# [Video] Ouch ....... Apache meets with snow....



## Crusader74 (Mar 21, 2012)

I reckon with this video evidence, the pilot will not be flying after his court martial....


----------



## x SF med (Mar 21, 2012)

I wonder how long it's going to take to pay off THAT Statement of Charges? 
Think that'll be more than Field Grade UCMJ action?


----------



## fox1371 (Mar 21, 2012)

Oh shit!


----------



## AWP (Mar 21, 2012)

On the bright side, two aviation warrant slots just opened up...and probably their CO's slot is/ will be vacant as well.


----------



## Chopstick (Mar 21, 2012)

Pfffft..lighten up.  Im sure he meant to do that.


----------



## 104TN (Mar 21, 2012)

My problem with the pilot isn't his flying - it's that he didn't pull it off.


----------



## DA SWO (Mar 21, 2012)

Guess he forgot that altitude affects lift thing, then he probably lost his tail rotor when he hit the snow. 
Glad no one died, but I would love to hear the tape of the call from the COB back to higher.


----------



## x SF med (Mar 22, 2012)

SOWT said:


> Guess he forgot that altitude affects lift thing, then he probably lost his tail rotor when he hit the snow.
> Glad no one died, but I would love to hear the tape of the call from the COB back to higher.


 
"Ummm...  can I speak to the COL?  This is CW2 Shite.   Uh, Sir, we have a little issue up at the FOB...  one of the birds is down...."


----------



## policemedic (Mar 22, 2012)

Thank God for snow.

Can you imagine his next flying job interview?

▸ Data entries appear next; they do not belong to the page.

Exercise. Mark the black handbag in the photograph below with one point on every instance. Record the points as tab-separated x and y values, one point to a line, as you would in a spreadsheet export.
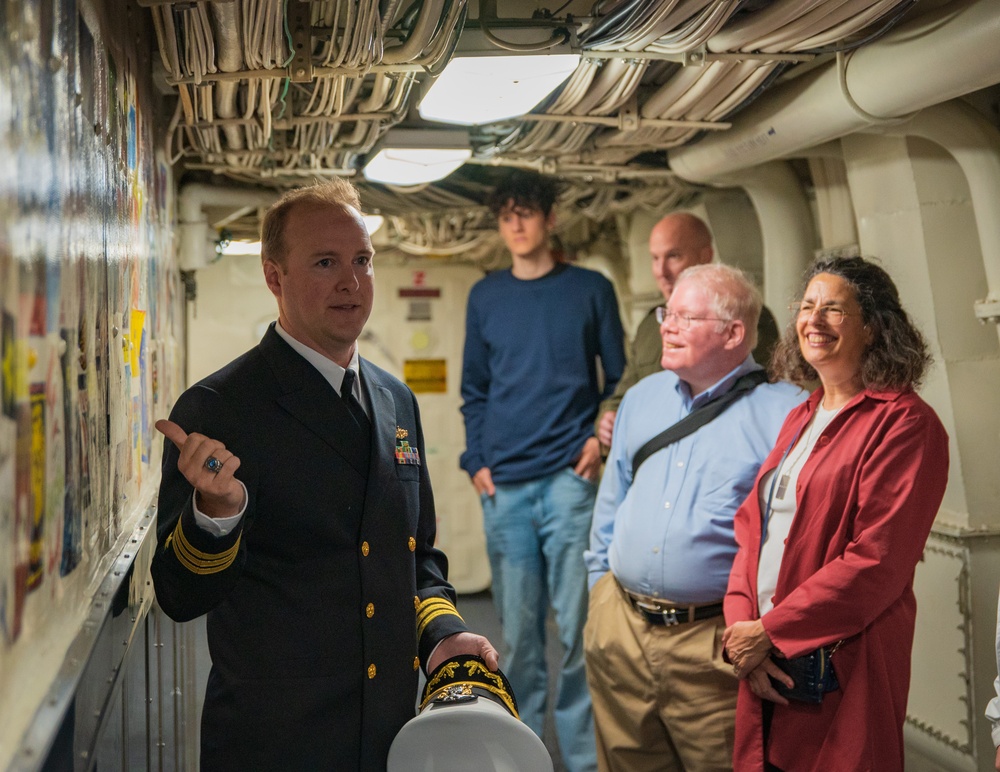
812	673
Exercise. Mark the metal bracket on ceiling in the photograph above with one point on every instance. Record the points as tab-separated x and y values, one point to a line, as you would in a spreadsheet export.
987	310
628	115
299	24
697	57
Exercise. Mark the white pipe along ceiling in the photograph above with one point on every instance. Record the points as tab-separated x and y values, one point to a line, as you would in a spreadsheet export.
274	94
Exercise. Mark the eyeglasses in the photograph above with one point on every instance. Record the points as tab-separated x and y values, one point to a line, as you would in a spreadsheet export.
683	321
833	315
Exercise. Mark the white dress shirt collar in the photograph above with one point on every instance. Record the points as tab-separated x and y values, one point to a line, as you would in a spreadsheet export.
329	369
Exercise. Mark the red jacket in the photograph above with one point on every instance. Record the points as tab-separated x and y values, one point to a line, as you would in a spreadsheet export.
867	497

"So, why did you leave your last job?"


----------



## mike_cos (Mar 22, 2012)

policemedic said:


> "So, why did you leave your last job?"


"..the business was not taking off..."


----------



## RAGE275 (Mar 22, 2012)

Is that real!?


----------



## Scotth (Mar 22, 2012)

policemedic said:


> Thank God for snow.
> 
> Can you imagine his next flying job interview?
> 
> "So, why did you leave your last job?"


 
His next paid flying job will probably be as a bush pilot.

The second question of his interview will be, "have you ever flown in snow?"

"Yes sir I have flown into the snow before."


----------



## Andraste (Mar 22, 2012)

It looked like he belly flopped right on those people on the ground!
And nobody died?


----------



## Kraut783 (Mar 25, 2012)

That was an awsome display of flying skill.....till 00:25.....dumb ass.


----------